We aimed to compare the effectiveness of antiplatelet therapy by measuring the differences in residual thrombus burden after PCI by optical coherence tomography (OCT) between immediate and delayed initiation of ticagrelor in patients with ACS.

This was a prospective, randomized study involving eight Korean centers. Patients presented with non-ST-elevation ACS (NSTE-ACS) were screened between July 2016 and November 2017. All patients who were scheduled to undergo coronary angiography between 4 and 72 h after randomization were eligible. Patients with NYHA class III or IV heart failure or known left ventricular ejection fraction <30% and hemodynamic or electrical instability were excluded. Patients were randomized 1:1 to receive 180 mg of ticagrelor either immediately after a diagnosis of NSTE-ACS was made (early treatment group) or after diagnostic coronary angiography but prior to PCI (delayed treatment group). Patients randomized to the early treatment group received a maintenance dose of 90 mg every 12 h until the time of catheterization. Both the early treatment group and the delayed treatment group have received aspirin loading dose of 300 mg after the diagnosis of NSTE-ACS, and maintained 100 mg a day until angiography was done. After PCI, patients were maintained on ticagrelor and aspirin. Patients were followed through their index hospitalization. The study was approved by the institutional ethics committee at each participating hospital and informed consent was obtained prior to the enrollment.

The primary end point of this study was residual thrombus burden assessed by post-PCI OCT. A frequency-domain OCT system was used. Statistical analyses were performed using SPSS v. 12.5 for Windows and P < 0.05 was considered to indicate a statistically significant difference.

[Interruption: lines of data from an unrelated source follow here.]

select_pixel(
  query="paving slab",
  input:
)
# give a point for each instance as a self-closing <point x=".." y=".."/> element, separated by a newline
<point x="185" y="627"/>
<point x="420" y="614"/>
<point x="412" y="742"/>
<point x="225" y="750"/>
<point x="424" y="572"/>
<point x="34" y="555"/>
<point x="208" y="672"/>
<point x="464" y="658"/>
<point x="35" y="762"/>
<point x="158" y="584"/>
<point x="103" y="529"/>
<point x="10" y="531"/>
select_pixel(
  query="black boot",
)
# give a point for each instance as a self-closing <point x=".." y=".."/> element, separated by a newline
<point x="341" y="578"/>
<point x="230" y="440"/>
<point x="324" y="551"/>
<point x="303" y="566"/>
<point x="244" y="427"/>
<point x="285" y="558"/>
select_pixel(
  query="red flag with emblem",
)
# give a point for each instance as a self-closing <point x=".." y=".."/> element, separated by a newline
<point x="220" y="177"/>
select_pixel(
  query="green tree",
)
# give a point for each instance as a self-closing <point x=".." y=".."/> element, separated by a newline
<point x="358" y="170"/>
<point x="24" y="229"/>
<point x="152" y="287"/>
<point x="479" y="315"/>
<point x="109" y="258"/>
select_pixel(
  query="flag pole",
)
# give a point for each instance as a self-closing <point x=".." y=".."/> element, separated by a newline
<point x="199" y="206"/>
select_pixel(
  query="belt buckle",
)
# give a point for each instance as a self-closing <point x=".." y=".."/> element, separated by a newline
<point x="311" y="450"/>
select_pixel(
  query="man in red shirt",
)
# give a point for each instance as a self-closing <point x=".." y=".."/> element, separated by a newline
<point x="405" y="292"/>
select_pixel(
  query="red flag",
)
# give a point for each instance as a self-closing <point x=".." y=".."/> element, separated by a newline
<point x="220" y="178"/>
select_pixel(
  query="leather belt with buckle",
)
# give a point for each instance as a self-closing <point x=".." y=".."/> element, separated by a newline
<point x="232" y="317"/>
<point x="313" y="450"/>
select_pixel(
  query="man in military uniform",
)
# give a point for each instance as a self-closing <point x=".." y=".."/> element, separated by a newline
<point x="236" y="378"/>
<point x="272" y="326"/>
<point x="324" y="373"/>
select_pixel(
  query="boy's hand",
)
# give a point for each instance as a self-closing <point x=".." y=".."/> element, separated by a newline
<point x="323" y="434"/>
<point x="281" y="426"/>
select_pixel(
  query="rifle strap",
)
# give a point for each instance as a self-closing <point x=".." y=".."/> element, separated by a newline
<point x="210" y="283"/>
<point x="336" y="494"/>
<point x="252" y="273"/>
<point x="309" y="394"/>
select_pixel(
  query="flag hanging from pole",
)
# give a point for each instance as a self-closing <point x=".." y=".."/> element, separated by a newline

A total of 100 patients enrolled in the study were randomly assigned to either early treatment group (n = 50) or delayed treatment group (n = 50) (Fig. 1). There was no significant difference in baseline patient characteristics between the groups (Table 1). The degree of platelet inhibition was significantly higher in the early treatment group than in the delayed treatment group [P2Y12 reaction units (PRU), 70.6 ± 62.1 versus 227.2 ± 76.6; P < 0.001]. The median interval between the administration of ticagrelor and PCI in the early treatment group was 854 min. The primary end points of this study, thrombus area, length, volume and thrombus burden were not different between two groups (Table 1). No stent thrombosis or major bleeding occurred.

Fig. 1
Fig. 1:
Diagram of the study design. NSTE-ACS, non-ST-elevation acute coronary syndrome; OCT, optical coherence tomography; PCI, percutaneous coronary intervention.
Table 1
Table 1:
Baseline, angiographic and optical coherence tomography characteristics

To our knowledge, this is the first study that prospectively compared the effects of early versus delayed administration of ticagrelor on residual thrombus burden after PCI with OCT in patients with NSTE-ACS. We hypothesized that early administration of ticagrelor would lead to more profound suppression of platelet reactivity at the time of PCI, and therefore, would lead to smaller residual thrombus burden. Indeed, our results showed that the early treatment group had lower values of PRU at the time of PCI; nevertheless, no significant difference in residual thrombus burden was found between the two groups. Possible explanations include the following: (1) the time difference of 14 h was not long enough to see the difference in thrombus burden. However, in real world practice, the usual time delay between presentation to a hospital and catheterization in patients with NSTE-ACS is 22 h [5]. (2) Although ticagrelor is a potent P2Y12 inhibitor, it may not be potent enough to show difference in thrombus burden. (3) The number of patients was small. Moreover, a significant number of patients did not undergo post-PCI OCT imaging.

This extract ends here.